Here, \(\sigma \) denotes the ReLU activation function. The matrix \(\hat{{\textbf {A}}}= {\textbf {A}} + {\textbf {I}}_N\) is an enhanced adjacency matrix, augmented with self-loops via an \(N \times N\) identity matrix \({\textbf {I}}_N\). The degree matrix \(\hat{{\textbf {D}}}_{ii}= \sum _{j} \hat{{\textbf {A}}}_{ij}\) and the transformation matrix \(\varvec{\Theta } \in \mathbb {R^{ F \times F^\prime }}\) work in tandem to dynamically update each node’s features through the learning process, typically optimised via a back-propagation algorithm minimising a chosen loss function (e.g., cross-entropy loss) [28].

3.2 Cliques in Graphs

To better understand the components of the proposed work, we provide an overview of important terminology and definitions in graph and GNN theory.

Definition 1

Provided a graph \(G = ({\textbf {V}}, {\textbf {E}})\) with \({\textbf {V}}\) nodes and \({\textbf {E}}\) edges, a clique is a subset \(C \in {\textbf {V}}\) in which every node is adjacent to all other nodes in the set, \((v, v^{\prime }) \in {\textbf {E}}, \forall v, v^{\prime } \in C\) [43].

Definition 2

In a graph, a maximal clique cannot be expanded by incorporating one more neighbouring node without affecting the clique’s connectedness [44].

Listing Maximal Cliques

The Bron-Kerbosch method [45] has been used in this work to list maximal cliques. This method operates by managing three distinct sets of nodes: Q, P, and R. Here, nodes in set Q are candidates for removal from the clique, while set P contains potential candidates to augment clique R. Set R represents the evolving clique under construction. In each recursive call, the method selects a node v in P to join the clique R, and when the recursive call returns v is pushed to Q. R is returned as a maximal clique when P and Q are both empty.

4 Methodology

This section describes the proposed CliqueFluxNet framework for EHR representation learning in detail. Figure 1 presents a visual depiction of the framework’s architecture, offering a clear overview of its components and interactions.

Fig. 1
figure 1

Overview of the proposed model, CliqueFluxNet. Starting with a prepared EHR matrix, our model starts a graph construction based on the cosine similarity between encounters. Finding maximal cliques and weight allocation are conducted using Bron-Kerbosch algorithm. Steps 4 (pink arrows) and 5 (yellow arrows) represent the node sampling and feature aggregation, where random edge deletion and addition (in red) are conducted throughout the training. Directed edges introduced in steps 4 and 5 of the process serve solely to illustrate sampling and aggregation procedures in graph representation learning.

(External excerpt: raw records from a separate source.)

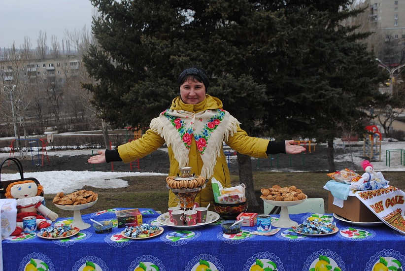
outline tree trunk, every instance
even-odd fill
[[[104,143],[105,144],[105,148],[109,149],[110,147],[110,137],[108,136],[108,125],[104,120],[101,120],[101,131],[102,131],[102,137],[104,138]]]
[[[335,161],[334,161],[334,153],[335,149],[333,147],[333,139],[328,140],[328,148],[326,149],[326,153],[328,156],[328,170],[330,172],[336,171],[336,168],[335,166]]]
[[[238,152],[237,166],[239,168],[239,183],[244,184],[246,186],[246,197],[249,200],[249,206],[257,207],[259,203],[255,195],[250,157]]]

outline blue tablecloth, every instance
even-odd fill
[[[118,209],[122,209],[83,215],[83,220],[91,223],[90,218],[115,219],[114,211]],[[158,223],[159,214],[140,210],[144,223]],[[311,214],[290,217],[301,223]],[[104,234],[89,228],[58,240],[31,234],[2,241],[4,270],[36,270],[26,269],[33,265],[52,271],[87,271],[93,267],[98,271],[201,271],[208,270],[206,266],[212,271],[314,271],[315,266],[318,270],[371,271],[376,265],[404,270],[405,236],[385,224],[359,226],[334,221],[339,231],[319,237],[297,235],[291,228],[271,236],[252,235],[256,226],[242,227],[238,235],[226,236],[218,222],[189,230],[163,226],[162,234],[142,240],[125,238],[123,229],[116,227]]]

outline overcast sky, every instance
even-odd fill
[[[90,0],[0,0],[0,48],[19,48],[24,37],[36,47],[39,31],[46,33],[47,43],[55,35],[62,46],[65,30],[91,31],[94,7]]]

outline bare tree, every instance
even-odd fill
[[[74,46],[75,50],[79,56],[87,51],[90,46],[92,36],[85,25],[81,31],[76,29],[73,31],[65,30],[65,35]]]
[[[37,54],[38,56],[41,59],[46,58],[46,51],[47,46],[46,45],[46,32],[42,32],[42,30],[39,31],[39,34],[36,39],[37,47],[36,47]]]
[[[53,58],[61,57],[61,46],[58,42],[58,38],[55,35],[51,37],[51,46],[52,46],[51,54]]]

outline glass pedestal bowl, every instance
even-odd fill
[[[84,210],[86,208],[93,206],[96,204],[96,203],[97,203],[98,200],[99,199],[98,198],[94,202],[78,205],[58,205],[55,204],[55,205],[62,210],[73,211],[73,222],[72,222],[71,225],[76,228],[78,228],[80,230],[84,230],[85,229],[90,228],[91,225],[89,223],[86,223],[83,221],[80,210]]]
[[[239,214],[247,210],[248,205],[249,202],[246,199],[245,202],[236,203],[214,203],[214,208],[215,212],[224,219],[236,219]]]
[[[290,202],[270,201],[270,200],[265,200],[263,198],[262,199],[265,202],[273,206],[279,206],[280,207],[280,217],[278,220],[272,222],[271,223],[271,226],[277,228],[290,228],[294,226],[297,226],[298,225],[298,223],[291,220],[291,219],[290,219],[290,215],[288,213],[288,206],[294,206],[302,203],[306,200],[306,198],[304,200]]]

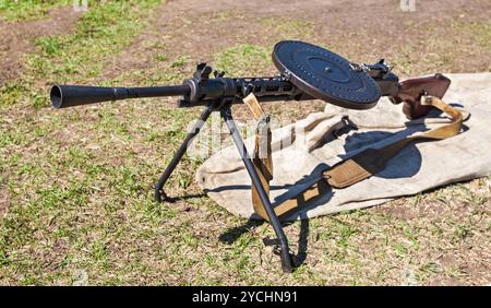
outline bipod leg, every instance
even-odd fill
[[[181,146],[179,146],[178,151],[173,155],[172,161],[170,161],[169,165],[167,165],[166,169],[164,170],[157,183],[155,185],[155,201],[161,202],[165,200],[166,201],[170,200],[164,190],[164,186],[166,185],[176,166],[179,164],[179,161],[181,161],[192,139],[196,137],[197,133],[200,133],[200,130],[203,128],[204,123],[208,119],[212,111],[213,107],[206,106],[206,108],[201,114],[199,121],[194,123],[194,127],[188,133]]]
[[[292,258],[290,254],[290,250],[288,247],[288,239],[286,238],[285,232],[282,228],[282,224],[279,223],[278,216],[276,215],[275,211],[273,210],[273,206],[270,202],[270,198],[264,190],[264,187],[261,182],[261,179],[258,175],[258,171],[254,168],[254,165],[252,163],[251,157],[248,154],[248,150],[246,149],[246,145],[243,144],[242,138],[240,137],[240,132],[237,129],[237,126],[233,121],[233,118],[231,116],[231,110],[229,106],[225,106],[220,109],[220,115],[225,120],[225,123],[227,125],[230,134],[233,139],[233,142],[237,145],[237,149],[239,150],[240,157],[242,158],[243,164],[246,165],[246,169],[249,173],[249,176],[251,177],[252,185],[255,187],[258,194],[261,199],[261,202],[263,203],[264,209],[266,210],[267,217],[270,218],[270,223],[273,226],[273,229],[276,233],[276,236],[278,237],[279,241],[279,256],[282,258],[282,269],[285,273],[291,273],[294,270],[292,264]]]

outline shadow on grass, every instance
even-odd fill
[[[226,244],[232,244],[236,241],[241,235],[248,233],[250,229],[255,228],[264,224],[265,221],[256,221],[256,220],[248,220],[243,225],[229,228],[224,234],[220,235],[219,240]],[[289,226],[294,224],[294,222],[285,222],[283,223],[283,227]],[[294,257],[295,266],[300,266],[307,259],[307,249],[309,246],[309,220],[300,221],[300,235],[298,238],[298,250]],[[275,246],[275,252],[278,251],[276,248],[279,247],[279,242],[276,238],[265,237],[263,238],[264,246]]]

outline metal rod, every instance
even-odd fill
[[[179,164],[179,161],[184,155],[192,139],[194,137],[196,137],[197,133],[200,133],[200,130],[203,128],[204,123],[208,119],[212,111],[213,111],[213,107],[206,106],[206,108],[201,114],[200,119],[197,120],[196,123],[194,123],[194,127],[188,133],[188,135],[185,137],[181,146],[179,146],[178,151],[173,155],[172,161],[170,161],[169,165],[167,165],[166,169],[161,174],[160,178],[158,179],[157,183],[155,185],[155,200],[156,201],[161,202],[164,199],[167,199],[167,196],[164,191],[164,186],[166,185],[167,180],[169,179],[169,177],[172,174],[176,166]]]
[[[278,216],[276,216],[276,213],[273,210],[273,206],[270,202],[270,198],[266,191],[264,190],[264,187],[261,182],[258,171],[255,170],[252,159],[249,156],[248,150],[242,141],[242,138],[240,137],[240,132],[237,129],[237,126],[231,116],[230,107],[229,106],[223,107],[220,110],[220,115],[224,118],[225,123],[227,125],[230,131],[233,142],[237,145],[237,150],[239,150],[240,157],[242,158],[242,162],[246,165],[246,169],[248,170],[249,176],[251,177],[252,185],[258,190],[258,194],[261,199],[261,202],[263,203],[264,209],[266,210],[270,223],[272,224],[273,229],[275,230],[276,236],[278,237],[283,271],[286,273],[290,273],[294,270],[294,266],[291,264],[291,256],[290,250],[288,248],[288,239],[286,238],[285,232],[283,230]]]

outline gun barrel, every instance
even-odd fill
[[[153,87],[100,87],[83,85],[53,85],[49,93],[53,108],[67,108],[100,102],[137,97],[182,96],[190,93],[187,84]]]

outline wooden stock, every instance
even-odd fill
[[[424,117],[431,106],[421,105],[423,94],[442,98],[451,84],[451,80],[436,73],[432,76],[408,79],[400,82],[399,92],[392,97],[393,103],[404,103],[403,112],[408,119]]]

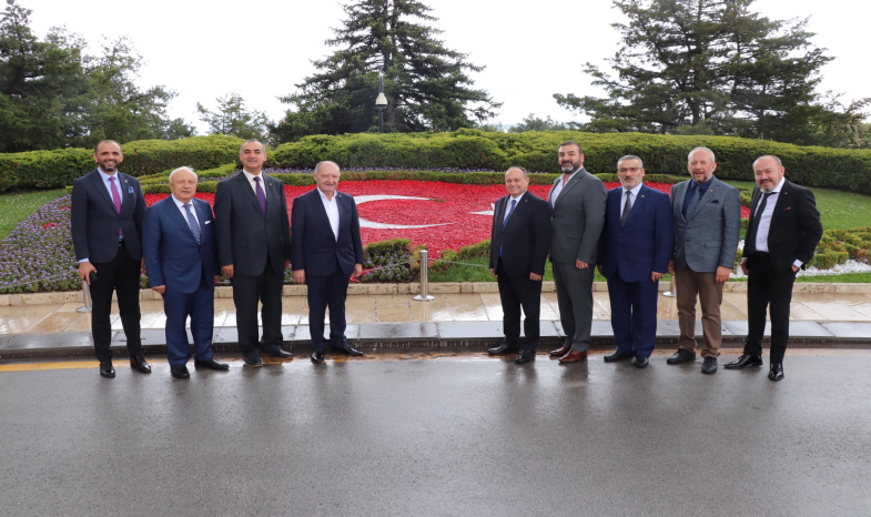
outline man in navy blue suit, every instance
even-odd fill
[[[291,209],[293,280],[308,286],[308,328],[312,361],[323,363],[324,316],[330,307],[333,351],[363,355],[345,336],[345,298],[351,275],[363,273],[363,242],[354,197],[338,192],[341,171],[335,162],[314,168],[317,187],[294,200]]]
[[[188,378],[191,346],[184,330],[191,317],[196,348],[194,366],[229,369],[212,354],[215,282],[220,280],[215,256],[212,207],[195,200],[196,174],[183,166],[170,174],[172,195],[145,212],[142,247],[149,285],[163,296],[166,314],[166,356],[173,377]]]
[[[659,278],[675,249],[675,226],[668,194],[645,186],[640,158],[618,160],[617,176],[622,186],[608,192],[600,241],[599,273],[608,278],[617,343],[605,362],[632,357],[632,364],[644,368],[656,345]]]

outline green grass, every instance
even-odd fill
[[[0,195],[0,239],[6,239],[19,223],[28,219],[37,209],[65,193],[63,189],[60,189]]]

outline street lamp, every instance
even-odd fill
[[[378,133],[384,132],[384,112],[387,110],[387,98],[384,95],[384,72],[378,72],[378,97],[375,99],[375,110],[378,112]]]

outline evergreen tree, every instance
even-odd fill
[[[472,128],[495,115],[502,104],[473,88],[466,72],[479,72],[464,54],[445,48],[442,32],[413,20],[435,21],[417,0],[357,0],[345,4],[347,18],[326,41],[337,47],[314,61],[317,73],[282,98],[287,111],[272,128],[277,141],[307,134],[377,130],[378,73],[387,97],[385,131],[450,131]]]
[[[839,145],[864,118],[863,99],[841,107],[817,88],[832,60],[816,48],[807,20],[750,10],[753,0],[615,0],[622,47],[616,78],[587,63],[607,98],[555,94],[590,116],[587,131],[735,134]]]

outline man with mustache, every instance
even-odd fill
[[[605,184],[584,170],[584,151],[573,141],[557,152],[563,175],[554,182],[550,204],[550,263],[557,287],[561,347],[551,351],[560,364],[587,359],[593,327],[593,271],[605,226]]]
[[[750,221],[745,237],[741,270],[747,282],[747,342],[743,354],[729,369],[762,365],[766,312],[771,307],[771,366],[768,378],[783,378],[783,355],[789,342],[789,304],[796,273],[813,258],[822,236],[813,192],[783,178],[786,169],[774,155],[753,162]]]
[[[705,361],[701,372],[717,372],[722,344],[720,305],[722,288],[731,275],[741,232],[738,189],[713,176],[713,151],[696,148],[687,156],[691,180],[671,187],[675,220],[675,257],[668,272],[675,275],[680,337],[668,364],[696,361],[696,300],[701,305]]]

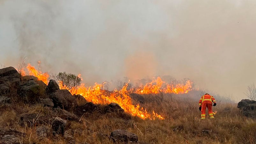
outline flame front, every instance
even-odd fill
[[[40,61],[38,61],[40,66]],[[47,84],[48,81],[49,75],[48,73],[43,73],[31,66],[30,64],[27,67],[30,75],[37,77],[39,80],[42,80]],[[82,80],[81,75],[78,77]],[[126,83],[121,90],[111,92],[110,94],[103,93],[101,89],[102,85],[95,83],[94,85],[89,87],[85,86],[85,84],[81,83],[77,87],[73,87],[69,89],[66,86],[63,84],[62,82],[58,82],[60,88],[61,89],[68,90],[72,95],[79,94],[82,96],[87,101],[95,104],[106,104],[111,103],[118,104],[126,112],[130,113],[132,116],[137,116],[145,119],[155,119],[157,118],[160,119],[164,119],[160,115],[155,113],[154,111],[151,114],[149,113],[146,109],[141,108],[139,104],[136,106],[132,104],[132,100],[128,96],[129,92],[127,90],[128,83]],[[166,83],[159,77],[153,79],[150,83],[146,84],[135,90],[131,90],[139,94],[158,94],[160,93],[174,93],[175,94],[187,93],[192,89],[192,83],[189,80],[186,82],[185,84],[178,84],[175,85]]]
[[[31,66],[29,63],[27,64],[27,69],[28,70],[29,75],[37,77],[39,81],[42,81],[46,84],[48,83],[49,81],[48,79],[49,76],[48,72],[43,73],[36,69],[34,67]]]
[[[88,102],[94,104],[106,104],[111,103],[118,104],[125,112],[130,113],[133,116],[137,116],[145,119],[155,119],[156,118],[160,119],[164,119],[160,115],[153,111],[152,114],[150,114],[146,110],[143,108],[140,109],[139,104],[136,106],[132,104],[132,100],[128,96],[128,92],[127,89],[128,83],[126,83],[122,89],[119,91],[115,91],[109,96],[103,94],[101,90],[101,85],[95,83],[92,87],[87,88],[84,83],[82,83],[74,90],[69,90],[72,94],[80,94]]]
[[[192,89],[192,82],[187,80],[185,84],[178,83],[176,85],[165,84],[159,77],[153,79],[150,83],[136,90],[136,93],[139,94],[174,93],[176,94],[187,93]],[[164,86],[164,85],[165,86]],[[141,88],[143,87],[143,88]]]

Lastly, the patient outcome predictions are based on the learnt aggregated representations. Edge deletion and addition are shown in red. Best viewed in colour

4.1 Overview of CliqueFluxNet

Assuming we are provided with a set of encounters that are represented by a feature matrix, \({\textbf {X}} \in \mathbb {R}^{N \times F}\) where N is the number of patients and F is the feature dimensions, we outline CliqueFluxNet as follows:

  1. 1.

    CliqueFluxNet begins by constructing a graph from encounters, represented by \({\textbf {X}}\), using cosine similarities between encounters. This graph construction is pivotal for understanding the complex relationships in the EHR data.

  2. 2.

    The Bron-Kerbosch algorithm is applied to list all maximal cliques within this graph, a crucial step that allows our model to focus on strongly connected nodes. This process updates the adjacency matrix \({\textbf {A}}\), enabling an intricate representation of patient encounters based on their clique membership.

  3. 3.

    The proposed method frames patient outcome prediction as a node classification problem. We derive high-level representations for each encounter using an encoder \(\mathcal {E}({\textbf {X}}, {\textbf {A}})\), leveraging mean-pooling layers to perform this transformation.

  4. 4.

    During training, we introduce a graph randomisation strategy, Edge Flux, adding or deleting edges randomly to accommodate potential unobserved similarities. This step ensures the robustness and adaptability of our model to various EHR data scenarios.

  5. 5.

    Finally, the training objective is defined using a binary cross-entropy loss function, optimising the network’s ability to predict patient outcomes accurately.

4.2 Notations

We refer to the constructed graph as G, which is shown as \(({\textbf {X}}, {\textbf {A}})\), where \({\textbf {X}} \in \mathbb {R}^{N \times F}\) indicates the matrix of node features with N nodes and F features per node, and \({\textbf {A}} \in \mathbb {R}^{N \times N}\) is the adjacency matrix, which corresponds to the similarities between patient nodes. Nodes must be assigned to one of the y target classes. Moreover, we assume directed and unweighted graphs, i.e., \({\textbf {A}}{ij}=0\) if there is no edge between nodes j and i and \({\textbf {A}}{ij} = 1\) otherwise.

4.3 CliqueFluxNet

A set of N encounters, represented as \(\textbf{X} = \lbrace \vec {x}_1, \vec {x}_2, \ldots , \vec {x}_N \rbrace \), is provided as input, where \(\vec {x}_i \in \mathbb {R}^F\) represents the features of the i-th encounter. The relational information between these encounters, \(\textbf{A} \in \mathbb {R}^{N \times N}\), is not provided as input, as EHR datasets often do not contain this information [25]. The proposed framework first constructs the graph using the set of encounter features based on cosine similarity [46] among encounters. We formally define cosine similarity, \(k(\vec {x}_i, \vec {x}_j)\), between two encounters represented by their feature vectors \(\vec {x}_i\) and \(\vec {x}_j\), as follows:

$$\begin{aligned} k(\vec {x}_i, \vec {x}_j) = \frac{\vec {x}_i \cdot \vec {x}_j^{\top }}{\Vert \vec {x}_i \Vert \cdot \Vert \vec {x}_j \Vert } \end{aligned}$$
(3)

where the symbol \(\cdot \) denotes the dot product of the feature vectors, with \(\top \) representing the transpose operation. Additionally, \(|\vec {x}_i|\) and \(|\vec {x}_j|\) represent the Euclidean norms of vectors \(\vec {x}_i\) and \(\vec {x}_j\), respectively. Two encounters are connected by an edge if the cosine similarity between them is greater than 0.85.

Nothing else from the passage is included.